To my surprise, and that of the staff members who led two and a half days of intense training in the reasons behind the changes, the research that indicated the need for the changes, the schedule and timeline for making the transition to the new name and look and the intricacies of the new brand, there was overwhelming excitement and near-universal ‘let’s-start-making-the-changes-now’ enthusiasm. Affiliates had the tools and they had planned out, step-by-step, the way to carry out the transition. They’d done practice projects to apply the new brand from everything to t-shirts to stationery to radio and television spots. It was exciting to see their eagerness to take Komen into a new era – particularly since 2007 marks Susan G. Komen for the Cure’s 25th anniversary.
Finally, Affiliates told me, our bold new look and our streamlined name reflect the organization we have become: The world’s largest and most progressive grassroots network of breast cancer survivors and activists, working to end breast cancer forever by empowering people, ensuring quality care for all and energizing science to find the cures.
Komen’s Bold New Day Dawns
On January 22, 2007, the many moving pieces of the Komen for the Cure public brand rollout clicked into place beautifully. With years of preparation and planning behind us, we stepped into our ‘bold, new day’. The Affiliates and Brand Ambassadors had their training and toolkits, plus access to Komen Brand Central, our new, online brand management system that allows designated users access to downloadable and pre-approved images and logos in multiple formats. The Komen Web site, www.komen.org was re-designed and re-launched, along with a stunning microsite, www.25komen.org, that features moving, talking people (including me!) and a viral component that encourages users to form their own ‘Promise Circles’ by contacting friends and family members. Thousands of people formed instant circles.
Months of desk-side visits and discussions with top-tier editors and producers resulted in great story placements in top newspapers, consumer and trade publications and tons of media inquiries rolled in as the new brand rolled out. Celebrities at the Golden Globe Awards presentation helped make Komen’s hip, new pink ‘Promise Rings’ the latest casual fashion statement. Sales of the rings on our Web site took off with a bang on Jan. 22. People definitely wanted ‘one to wear and one to share.’
Millions of Americans learned about our new logo and marks through national satellite and radio media tours. New and very bold public service print ads greeted readers of People Magazine and other widely read national publications. Drivers in nine carefully selected major metro areas found new billboards emblazoned with our new name, logo and our renewed determination to end breast cancer forever.

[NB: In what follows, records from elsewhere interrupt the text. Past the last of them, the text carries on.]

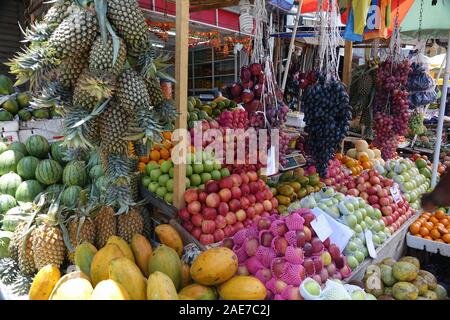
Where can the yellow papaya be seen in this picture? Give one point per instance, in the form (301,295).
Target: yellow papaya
(44,282)
(142,250)
(167,261)
(185,275)
(199,292)
(127,273)
(123,245)
(242,288)
(160,287)
(100,263)
(74,289)
(170,237)
(84,253)
(109,290)
(214,266)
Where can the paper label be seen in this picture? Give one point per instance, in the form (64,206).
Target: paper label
(341,234)
(395,192)
(369,244)
(321,227)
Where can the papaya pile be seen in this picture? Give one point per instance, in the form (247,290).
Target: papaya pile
(402,280)
(120,271)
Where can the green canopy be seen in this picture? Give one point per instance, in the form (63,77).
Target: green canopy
(435,20)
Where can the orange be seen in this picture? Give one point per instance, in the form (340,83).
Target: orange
(167,135)
(433,220)
(440,214)
(424,231)
(414,228)
(435,234)
(165,154)
(155,155)
(446,237)
(141,166)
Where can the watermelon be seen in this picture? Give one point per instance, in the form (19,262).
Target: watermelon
(71,196)
(9,160)
(58,152)
(26,167)
(5,237)
(7,202)
(96,172)
(19,147)
(28,190)
(37,146)
(75,174)
(3,147)
(48,172)
(9,183)
(5,115)
(13,217)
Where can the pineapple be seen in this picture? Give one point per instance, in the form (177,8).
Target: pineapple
(81,234)
(105,225)
(26,254)
(129,21)
(48,245)
(75,35)
(129,224)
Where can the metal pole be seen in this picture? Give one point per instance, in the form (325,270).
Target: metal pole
(291,45)
(437,147)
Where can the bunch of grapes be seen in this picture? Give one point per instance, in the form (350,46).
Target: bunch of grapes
(391,105)
(327,115)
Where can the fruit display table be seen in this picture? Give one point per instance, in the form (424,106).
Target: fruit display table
(394,247)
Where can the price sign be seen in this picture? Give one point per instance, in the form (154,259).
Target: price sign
(395,192)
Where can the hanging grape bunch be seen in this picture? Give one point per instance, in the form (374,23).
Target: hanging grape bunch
(391,106)
(327,115)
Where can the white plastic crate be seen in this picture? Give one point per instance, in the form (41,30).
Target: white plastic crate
(428,245)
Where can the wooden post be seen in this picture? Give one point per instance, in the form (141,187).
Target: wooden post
(181,91)
(348,57)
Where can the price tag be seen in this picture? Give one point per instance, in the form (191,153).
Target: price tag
(321,227)
(395,192)
(369,244)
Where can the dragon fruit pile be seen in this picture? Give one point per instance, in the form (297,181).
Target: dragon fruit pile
(283,251)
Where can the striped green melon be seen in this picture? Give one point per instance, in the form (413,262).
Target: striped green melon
(7,202)
(9,183)
(75,174)
(3,146)
(58,152)
(26,167)
(13,217)
(9,160)
(37,146)
(96,172)
(19,147)
(28,190)
(48,172)
(71,196)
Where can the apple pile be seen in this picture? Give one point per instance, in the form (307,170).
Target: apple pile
(226,206)
(376,191)
(283,251)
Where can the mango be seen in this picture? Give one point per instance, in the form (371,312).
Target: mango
(142,250)
(160,287)
(170,237)
(84,253)
(44,282)
(123,245)
(214,266)
(128,274)
(242,288)
(109,290)
(100,263)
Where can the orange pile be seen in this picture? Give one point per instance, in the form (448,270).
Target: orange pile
(355,166)
(432,227)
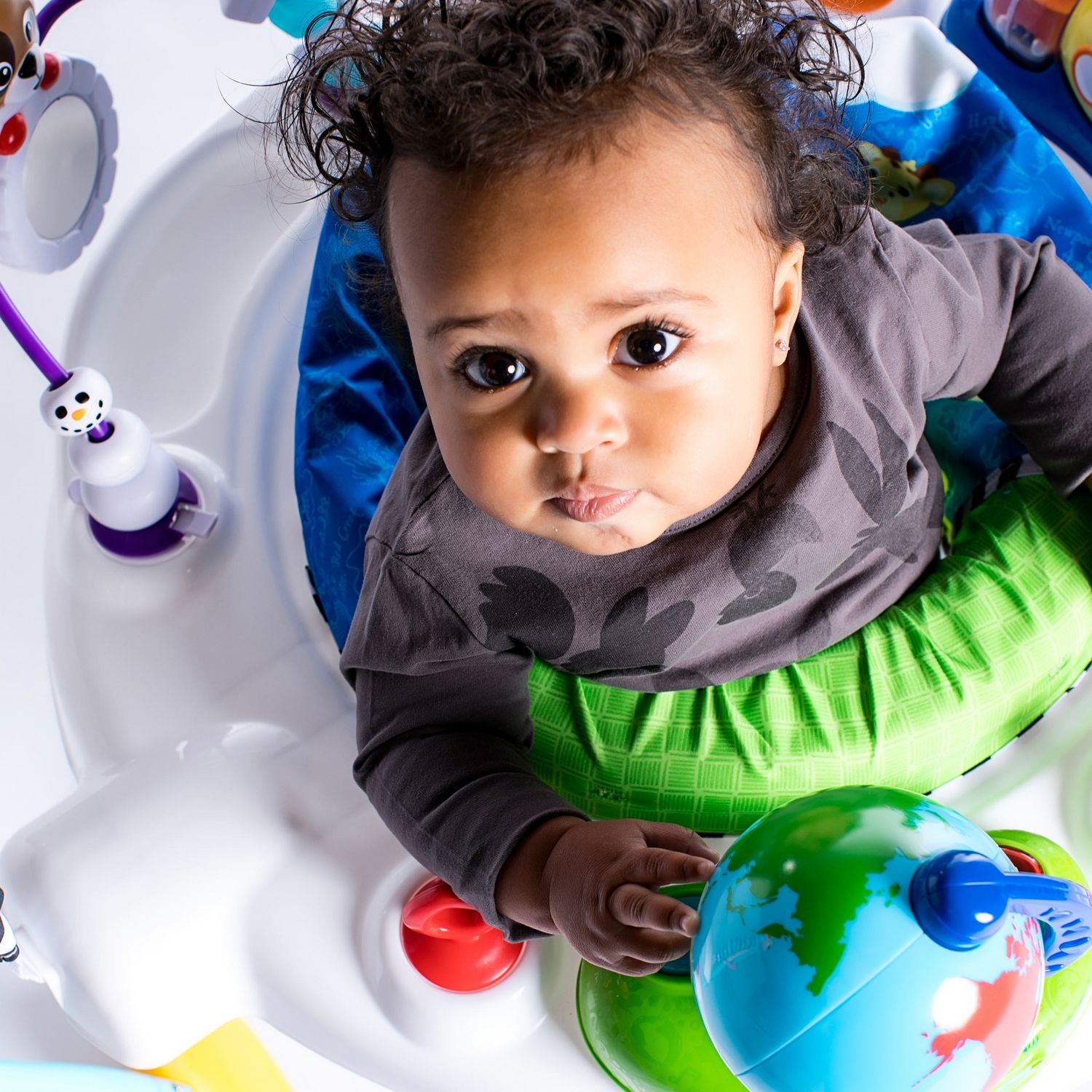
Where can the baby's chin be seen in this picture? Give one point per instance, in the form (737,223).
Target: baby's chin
(615,535)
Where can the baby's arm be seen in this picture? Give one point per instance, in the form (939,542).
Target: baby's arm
(443,733)
(1011,323)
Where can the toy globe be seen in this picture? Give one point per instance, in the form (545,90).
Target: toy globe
(869,938)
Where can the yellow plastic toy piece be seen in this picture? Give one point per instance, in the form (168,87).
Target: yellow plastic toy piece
(231,1059)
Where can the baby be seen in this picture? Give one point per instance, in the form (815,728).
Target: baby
(676,373)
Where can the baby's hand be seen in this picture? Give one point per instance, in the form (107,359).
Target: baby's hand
(601,879)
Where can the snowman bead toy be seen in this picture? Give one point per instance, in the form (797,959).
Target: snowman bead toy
(124,480)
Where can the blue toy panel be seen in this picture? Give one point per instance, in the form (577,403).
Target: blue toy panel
(358,399)
(1007,178)
(1044,96)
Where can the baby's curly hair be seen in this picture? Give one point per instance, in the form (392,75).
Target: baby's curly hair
(491,87)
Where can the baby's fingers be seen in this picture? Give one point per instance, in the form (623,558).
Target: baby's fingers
(660,867)
(631,904)
(670,836)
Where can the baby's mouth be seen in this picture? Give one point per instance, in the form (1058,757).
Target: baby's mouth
(593,509)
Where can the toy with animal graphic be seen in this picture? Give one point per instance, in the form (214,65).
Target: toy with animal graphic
(1040,54)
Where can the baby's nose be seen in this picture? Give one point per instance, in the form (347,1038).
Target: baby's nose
(577,423)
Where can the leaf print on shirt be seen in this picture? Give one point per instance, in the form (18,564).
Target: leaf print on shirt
(767,531)
(879,491)
(630,644)
(526,606)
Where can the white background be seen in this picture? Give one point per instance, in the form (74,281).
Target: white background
(173,67)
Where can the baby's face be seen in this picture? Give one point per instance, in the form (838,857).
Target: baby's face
(566,382)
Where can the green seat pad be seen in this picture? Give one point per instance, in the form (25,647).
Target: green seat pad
(972,655)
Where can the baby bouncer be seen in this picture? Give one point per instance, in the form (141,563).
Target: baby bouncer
(197,603)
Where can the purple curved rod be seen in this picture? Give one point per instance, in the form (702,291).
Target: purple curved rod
(47,364)
(45,360)
(50,13)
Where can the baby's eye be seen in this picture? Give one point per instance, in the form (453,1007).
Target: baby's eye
(494,368)
(646,343)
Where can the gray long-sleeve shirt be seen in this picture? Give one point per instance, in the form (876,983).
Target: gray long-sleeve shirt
(836,517)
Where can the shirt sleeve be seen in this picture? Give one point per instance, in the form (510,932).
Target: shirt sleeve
(1009,321)
(443,731)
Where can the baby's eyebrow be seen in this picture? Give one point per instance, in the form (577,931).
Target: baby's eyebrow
(441,327)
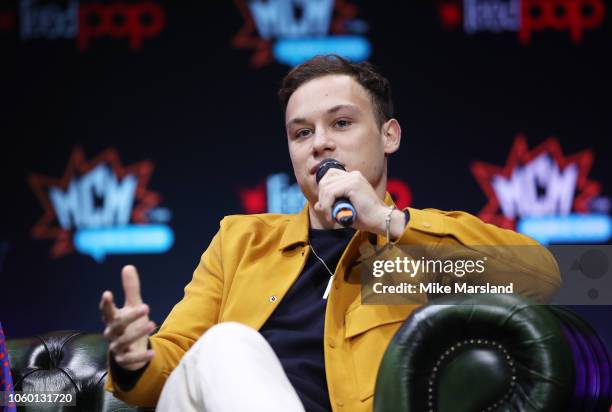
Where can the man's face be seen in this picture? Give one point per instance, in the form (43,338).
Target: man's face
(333,117)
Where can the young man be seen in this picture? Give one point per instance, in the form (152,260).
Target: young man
(253,331)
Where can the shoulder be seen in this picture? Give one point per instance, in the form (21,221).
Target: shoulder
(256,224)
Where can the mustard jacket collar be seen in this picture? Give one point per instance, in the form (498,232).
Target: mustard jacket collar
(296,231)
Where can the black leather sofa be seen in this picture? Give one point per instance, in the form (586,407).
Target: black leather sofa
(459,354)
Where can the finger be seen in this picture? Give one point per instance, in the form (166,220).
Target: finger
(131,286)
(122,344)
(107,307)
(129,358)
(125,317)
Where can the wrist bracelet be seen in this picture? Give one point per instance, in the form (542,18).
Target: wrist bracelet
(388,223)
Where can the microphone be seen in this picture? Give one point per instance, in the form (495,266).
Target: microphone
(343,211)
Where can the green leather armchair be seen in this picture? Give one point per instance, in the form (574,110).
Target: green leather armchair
(455,354)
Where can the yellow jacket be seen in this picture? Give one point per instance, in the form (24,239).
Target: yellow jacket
(255,257)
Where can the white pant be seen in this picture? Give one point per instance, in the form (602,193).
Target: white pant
(230,368)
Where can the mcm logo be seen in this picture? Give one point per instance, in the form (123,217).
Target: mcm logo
(538,182)
(292,31)
(101,207)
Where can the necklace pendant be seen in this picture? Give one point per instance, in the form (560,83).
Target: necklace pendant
(328,288)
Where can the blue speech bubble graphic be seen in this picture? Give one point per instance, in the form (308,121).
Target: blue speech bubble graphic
(292,51)
(574,228)
(129,239)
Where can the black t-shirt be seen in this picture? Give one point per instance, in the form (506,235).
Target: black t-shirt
(295,329)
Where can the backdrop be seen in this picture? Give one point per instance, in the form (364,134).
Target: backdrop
(130,128)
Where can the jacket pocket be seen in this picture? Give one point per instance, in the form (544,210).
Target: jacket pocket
(369,329)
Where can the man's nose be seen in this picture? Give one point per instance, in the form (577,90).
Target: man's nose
(322,141)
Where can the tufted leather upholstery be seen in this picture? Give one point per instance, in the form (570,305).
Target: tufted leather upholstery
(64,361)
(494,353)
(473,353)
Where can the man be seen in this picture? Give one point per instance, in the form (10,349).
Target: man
(273,319)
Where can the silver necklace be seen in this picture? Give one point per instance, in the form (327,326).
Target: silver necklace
(331,274)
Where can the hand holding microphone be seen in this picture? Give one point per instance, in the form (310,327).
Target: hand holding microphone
(349,199)
(343,210)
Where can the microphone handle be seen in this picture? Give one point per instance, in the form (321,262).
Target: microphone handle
(343,212)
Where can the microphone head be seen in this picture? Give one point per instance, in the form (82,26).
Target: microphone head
(325,165)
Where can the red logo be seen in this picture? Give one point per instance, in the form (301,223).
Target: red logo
(538,182)
(523,16)
(134,22)
(276,195)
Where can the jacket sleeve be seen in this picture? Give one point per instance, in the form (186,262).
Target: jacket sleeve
(510,256)
(188,320)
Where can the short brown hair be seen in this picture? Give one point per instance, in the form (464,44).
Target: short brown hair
(364,73)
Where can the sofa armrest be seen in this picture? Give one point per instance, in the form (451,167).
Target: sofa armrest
(64,361)
(487,352)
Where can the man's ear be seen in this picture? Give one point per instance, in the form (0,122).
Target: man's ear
(392,135)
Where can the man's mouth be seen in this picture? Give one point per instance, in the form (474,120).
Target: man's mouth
(313,170)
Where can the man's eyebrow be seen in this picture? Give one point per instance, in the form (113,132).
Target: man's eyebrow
(342,106)
(301,120)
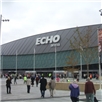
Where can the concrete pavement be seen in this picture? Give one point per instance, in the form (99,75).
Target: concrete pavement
(19,93)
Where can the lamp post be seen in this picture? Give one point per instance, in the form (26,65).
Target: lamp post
(34,60)
(4,20)
(16,62)
(99,92)
(81,49)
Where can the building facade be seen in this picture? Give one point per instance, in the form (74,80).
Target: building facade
(49,51)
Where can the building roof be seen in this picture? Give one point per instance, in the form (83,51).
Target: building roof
(27,45)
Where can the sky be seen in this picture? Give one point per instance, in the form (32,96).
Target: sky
(32,17)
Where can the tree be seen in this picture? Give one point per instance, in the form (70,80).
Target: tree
(82,44)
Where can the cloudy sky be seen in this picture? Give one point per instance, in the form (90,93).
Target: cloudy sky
(31,17)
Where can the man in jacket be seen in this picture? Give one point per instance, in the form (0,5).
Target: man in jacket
(52,86)
(8,85)
(89,90)
(43,83)
(74,94)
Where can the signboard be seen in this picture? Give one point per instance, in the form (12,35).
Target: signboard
(100,40)
(47,39)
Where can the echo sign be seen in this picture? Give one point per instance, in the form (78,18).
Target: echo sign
(48,39)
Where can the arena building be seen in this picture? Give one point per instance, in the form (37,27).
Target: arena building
(47,52)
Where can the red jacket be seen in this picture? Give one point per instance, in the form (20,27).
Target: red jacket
(89,87)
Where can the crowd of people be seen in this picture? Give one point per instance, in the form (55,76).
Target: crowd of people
(29,81)
(74,87)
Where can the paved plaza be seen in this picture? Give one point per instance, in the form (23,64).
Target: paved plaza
(19,93)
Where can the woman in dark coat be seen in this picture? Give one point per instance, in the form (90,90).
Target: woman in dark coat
(43,83)
(8,85)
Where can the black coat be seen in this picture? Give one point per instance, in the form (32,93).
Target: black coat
(43,83)
(8,82)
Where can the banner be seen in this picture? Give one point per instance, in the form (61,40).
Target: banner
(100,40)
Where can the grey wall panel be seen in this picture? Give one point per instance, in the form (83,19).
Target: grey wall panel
(27,45)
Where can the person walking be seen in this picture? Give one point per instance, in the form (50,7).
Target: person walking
(37,80)
(25,79)
(28,84)
(89,90)
(74,91)
(8,85)
(15,79)
(52,86)
(43,83)
(32,80)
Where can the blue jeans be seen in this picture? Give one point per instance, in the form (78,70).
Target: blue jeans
(90,97)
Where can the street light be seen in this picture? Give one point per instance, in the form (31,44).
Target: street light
(4,20)
(100,12)
(81,62)
(55,45)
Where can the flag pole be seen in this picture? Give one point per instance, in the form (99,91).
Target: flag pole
(34,60)
(16,62)
(99,57)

A new name and a new logo alone cannot meet the ultimate goal we have committed to meeting: ending breast cancer forever. It takes a lot of work and a lot of people. But the changes we have made are already attracting new audiences, new attention and respect for our organization, new donors and a legion of new organizations who want to partner with us. They remind us that that through collaboration, we can unleash “the dynamic force of many” .With our many research and scientific partners, we can find dynamic new treatments. With our many corporate partners, we can find new ways to raise funds/educate others. I think we have found the perfect way to begin our next 25 years. The new brand reaffirms our founding values and my original promise to my sister, Susan G. Komen.